In [1]: import numpy

In [2]: import tangent

In [3]: def f(W, x):
   ...:   h1 = numpy.dot(x, W)
   ...:   h2 = numpy.tanh(h1)
   ...:   out = numpy.sum(h2)
   ...:   return out
   ...:
   ...: dfdW = tangent.grad(f)
   ...:

In [4]: dfdW(numpy.ones((10, 10)), numpy.ones(10))
---------------------------------------------------------------------------
NameError                                 Traceback (most recent call last)
<ipython-input-4-70a6a8cf8bcb> in <module>()
----> 1 dfdW(numpy.ones((10, 10)), numpy.ones(10))

/var/folders/gr/btjlj89x0y17vf4ndzl5vklh0000gn/T/tmpa7f1cu6p/tangent_d792.py in dfdW(W, x, bout)
      4
      5     # Grad of: out = numpy.sum(h2)
----> 6     _bh2 = tangent.astype(tangent.unreduce(bout, numpy.shape(h2), None, np.
      7         _NoValue), h2)
      8     bh2 = _bh2

NameError: name 'np' is not defined
ghost commented 6 years ago

It is written in the error itself that on line 6 it is described "np." which the compiler is unable to classify , it should be : _bh2 = tangent.astype(tangent.unreduce(bout, numpy.shape(h2), None, numpy._NoValue), h2)

bartvm commented 6 years ago

@rikudoayush The code is actually generated by Tangent, so @dmitriy-serdyuk wouldn't be able to change it easily. It is indeed a bug.

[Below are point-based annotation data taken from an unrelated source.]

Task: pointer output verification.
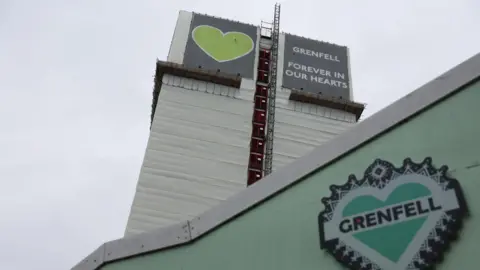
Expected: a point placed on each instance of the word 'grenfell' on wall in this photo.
(316, 67)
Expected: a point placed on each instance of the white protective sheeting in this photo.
(300, 127)
(197, 152)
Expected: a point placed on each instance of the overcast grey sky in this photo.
(76, 80)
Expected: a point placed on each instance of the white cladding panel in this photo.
(300, 127)
(197, 153)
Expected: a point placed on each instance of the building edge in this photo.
(395, 114)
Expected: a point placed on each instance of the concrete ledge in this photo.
(192, 73)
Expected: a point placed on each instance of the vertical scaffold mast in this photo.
(272, 91)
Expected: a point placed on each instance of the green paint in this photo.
(222, 47)
(402, 193)
(282, 233)
(390, 241)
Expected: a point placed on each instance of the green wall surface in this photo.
(282, 233)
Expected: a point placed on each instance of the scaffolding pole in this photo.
(272, 91)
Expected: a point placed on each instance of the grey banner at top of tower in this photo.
(219, 44)
(316, 67)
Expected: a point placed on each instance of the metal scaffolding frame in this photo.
(272, 91)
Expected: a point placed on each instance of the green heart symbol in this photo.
(390, 241)
(222, 47)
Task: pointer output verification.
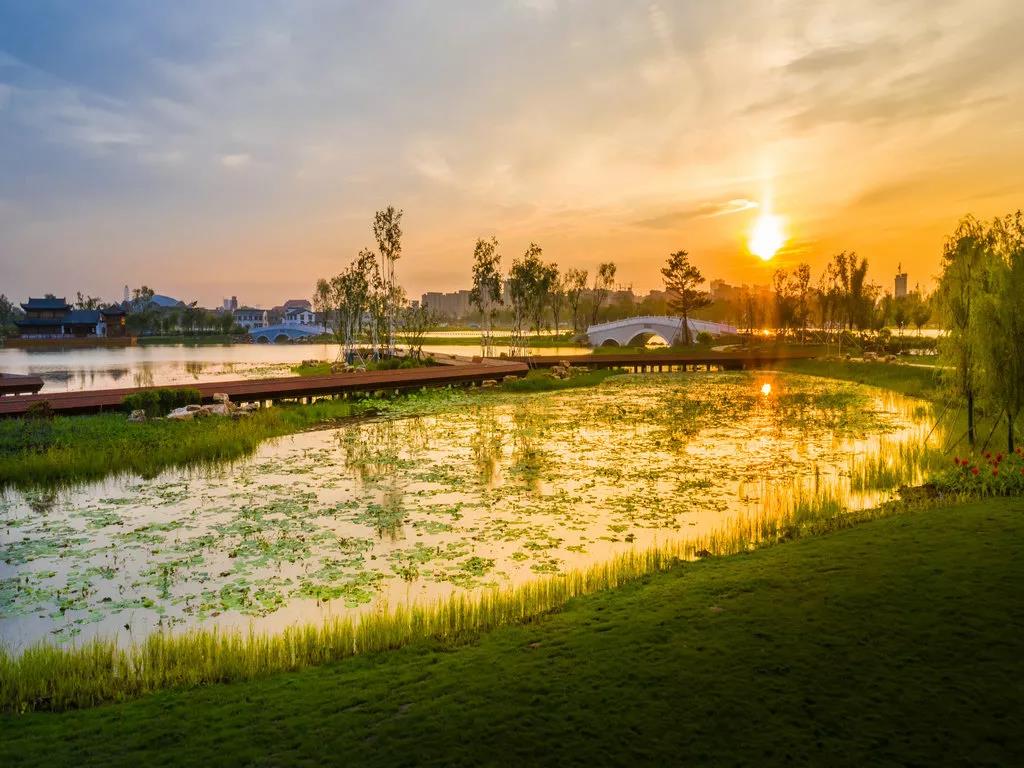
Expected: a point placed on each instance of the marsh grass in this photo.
(49, 677)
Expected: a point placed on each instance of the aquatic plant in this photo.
(49, 677)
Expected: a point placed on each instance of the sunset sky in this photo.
(210, 148)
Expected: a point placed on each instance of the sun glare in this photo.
(766, 238)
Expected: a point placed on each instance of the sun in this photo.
(767, 237)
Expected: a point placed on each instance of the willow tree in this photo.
(530, 282)
(603, 282)
(387, 231)
(965, 259)
(576, 283)
(999, 331)
(682, 281)
(486, 292)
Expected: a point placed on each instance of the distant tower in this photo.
(900, 291)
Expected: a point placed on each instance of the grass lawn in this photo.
(895, 642)
(915, 381)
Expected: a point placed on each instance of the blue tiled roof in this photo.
(46, 304)
(90, 316)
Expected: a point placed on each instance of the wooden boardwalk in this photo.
(668, 360)
(455, 371)
(19, 384)
(254, 390)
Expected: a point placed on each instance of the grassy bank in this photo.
(913, 381)
(74, 449)
(190, 340)
(77, 449)
(893, 642)
(324, 368)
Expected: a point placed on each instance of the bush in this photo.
(161, 401)
(989, 474)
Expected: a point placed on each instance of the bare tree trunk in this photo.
(970, 418)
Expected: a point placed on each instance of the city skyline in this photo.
(244, 153)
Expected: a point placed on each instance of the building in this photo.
(251, 317)
(298, 316)
(452, 305)
(900, 288)
(50, 317)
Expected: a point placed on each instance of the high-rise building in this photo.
(900, 288)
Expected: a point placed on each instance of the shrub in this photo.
(989, 474)
(161, 401)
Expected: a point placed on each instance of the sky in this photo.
(241, 147)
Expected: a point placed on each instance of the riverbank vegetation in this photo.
(46, 676)
(45, 450)
(839, 631)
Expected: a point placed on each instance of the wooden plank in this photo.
(270, 389)
(19, 383)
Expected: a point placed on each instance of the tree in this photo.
(999, 329)
(8, 314)
(800, 282)
(557, 296)
(486, 292)
(387, 231)
(848, 280)
(785, 300)
(415, 323)
(574, 283)
(529, 287)
(87, 302)
(921, 310)
(682, 281)
(603, 282)
(964, 262)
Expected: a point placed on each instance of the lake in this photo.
(144, 366)
(449, 492)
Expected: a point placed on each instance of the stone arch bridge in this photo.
(282, 333)
(637, 331)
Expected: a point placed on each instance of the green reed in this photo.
(49, 677)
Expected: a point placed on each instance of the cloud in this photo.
(236, 162)
(705, 210)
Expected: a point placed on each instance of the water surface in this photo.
(472, 492)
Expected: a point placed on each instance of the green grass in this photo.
(188, 340)
(323, 368)
(894, 642)
(87, 448)
(77, 449)
(909, 380)
(541, 381)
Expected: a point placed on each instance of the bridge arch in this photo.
(629, 330)
(282, 334)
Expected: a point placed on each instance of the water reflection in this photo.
(66, 370)
(399, 509)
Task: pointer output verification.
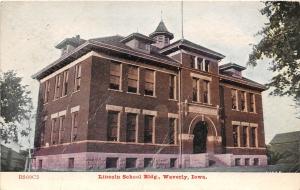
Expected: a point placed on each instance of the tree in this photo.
(281, 43)
(15, 106)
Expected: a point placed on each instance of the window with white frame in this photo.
(61, 129)
(199, 63)
(131, 125)
(253, 139)
(54, 131)
(245, 136)
(74, 132)
(172, 131)
(133, 74)
(235, 135)
(77, 79)
(234, 99)
(57, 86)
(115, 76)
(205, 90)
(46, 91)
(193, 62)
(149, 83)
(206, 66)
(252, 102)
(112, 125)
(148, 128)
(195, 90)
(172, 87)
(65, 83)
(242, 101)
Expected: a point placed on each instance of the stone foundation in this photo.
(95, 160)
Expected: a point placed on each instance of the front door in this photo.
(200, 136)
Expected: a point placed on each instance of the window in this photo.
(131, 127)
(61, 129)
(65, 83)
(205, 91)
(173, 162)
(253, 136)
(74, 126)
(199, 63)
(111, 162)
(234, 99)
(149, 82)
(57, 87)
(148, 129)
(54, 136)
(148, 162)
(115, 76)
(112, 126)
(255, 161)
(172, 130)
(167, 41)
(235, 135)
(132, 79)
(195, 83)
(160, 38)
(130, 162)
(40, 166)
(247, 161)
(206, 66)
(193, 64)
(245, 136)
(242, 101)
(252, 102)
(46, 91)
(237, 161)
(42, 133)
(77, 77)
(143, 46)
(71, 163)
(172, 88)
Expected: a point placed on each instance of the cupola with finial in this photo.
(161, 35)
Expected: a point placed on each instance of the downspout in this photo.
(180, 110)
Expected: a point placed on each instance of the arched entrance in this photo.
(200, 137)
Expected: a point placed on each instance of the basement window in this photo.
(237, 162)
(148, 162)
(111, 162)
(130, 162)
(255, 161)
(173, 162)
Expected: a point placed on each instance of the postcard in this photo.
(150, 94)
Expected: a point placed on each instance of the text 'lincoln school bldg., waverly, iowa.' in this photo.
(141, 101)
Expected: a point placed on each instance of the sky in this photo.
(30, 30)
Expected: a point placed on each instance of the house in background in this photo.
(144, 101)
(12, 157)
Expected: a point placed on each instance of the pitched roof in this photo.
(231, 65)
(162, 29)
(75, 41)
(242, 81)
(112, 43)
(138, 36)
(117, 41)
(286, 137)
(190, 45)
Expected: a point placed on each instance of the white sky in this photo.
(30, 30)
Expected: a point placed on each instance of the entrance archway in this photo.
(200, 137)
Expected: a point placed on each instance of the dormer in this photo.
(232, 69)
(138, 42)
(161, 35)
(68, 44)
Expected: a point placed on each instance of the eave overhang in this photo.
(91, 45)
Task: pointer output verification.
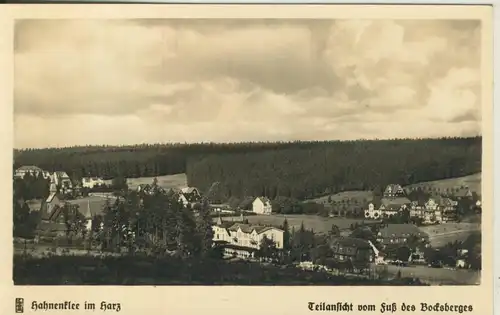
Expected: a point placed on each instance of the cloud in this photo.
(229, 80)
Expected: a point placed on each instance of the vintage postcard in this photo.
(295, 156)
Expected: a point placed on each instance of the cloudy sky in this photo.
(83, 82)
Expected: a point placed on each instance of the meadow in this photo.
(472, 181)
(317, 223)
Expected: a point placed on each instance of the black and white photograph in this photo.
(248, 151)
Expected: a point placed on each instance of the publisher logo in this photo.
(19, 305)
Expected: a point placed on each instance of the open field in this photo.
(166, 181)
(472, 181)
(317, 223)
(440, 235)
(438, 275)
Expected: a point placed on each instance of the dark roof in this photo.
(463, 192)
(189, 190)
(236, 247)
(29, 168)
(264, 199)
(226, 225)
(397, 201)
(393, 188)
(91, 206)
(350, 242)
(420, 202)
(247, 228)
(398, 230)
(444, 201)
(51, 226)
(45, 214)
(34, 205)
(246, 203)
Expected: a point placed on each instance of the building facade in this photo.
(91, 182)
(262, 205)
(30, 169)
(400, 234)
(243, 240)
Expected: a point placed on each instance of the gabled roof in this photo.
(246, 202)
(46, 215)
(51, 197)
(463, 192)
(399, 230)
(28, 168)
(393, 188)
(443, 201)
(350, 242)
(395, 203)
(189, 190)
(246, 228)
(51, 226)
(90, 206)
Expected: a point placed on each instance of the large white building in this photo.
(262, 205)
(243, 240)
(91, 182)
(31, 169)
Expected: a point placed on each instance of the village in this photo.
(390, 238)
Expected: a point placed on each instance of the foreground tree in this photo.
(204, 229)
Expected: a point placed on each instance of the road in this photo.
(437, 275)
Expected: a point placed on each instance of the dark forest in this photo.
(292, 169)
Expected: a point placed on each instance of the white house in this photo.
(262, 205)
(62, 179)
(31, 169)
(244, 240)
(91, 182)
(394, 190)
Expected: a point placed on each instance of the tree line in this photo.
(305, 172)
(275, 167)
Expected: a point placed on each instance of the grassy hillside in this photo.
(317, 223)
(472, 181)
(443, 185)
(166, 181)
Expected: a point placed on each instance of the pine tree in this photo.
(286, 235)
(204, 229)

What is happening is this: If a function is called without keyword arguments, we take the default values from the function signature and use those to call the backward function. In this case we take keepdims=np._NoValue from numpy.sum, and we make sure that we call the gradient function (unreduce) with that value. This works if the keyword argument defaults are None, True, etc. but if it's an actual object (like the singleton np._NoValue) it breaks if that object isn't available in the namespace of the backward pass, which is what happens here.

Fixing this would require a bit of machinery, or maybe we should just require adjoints to explicitly specify the defaults of the function they are wrapping. Having a look at it now.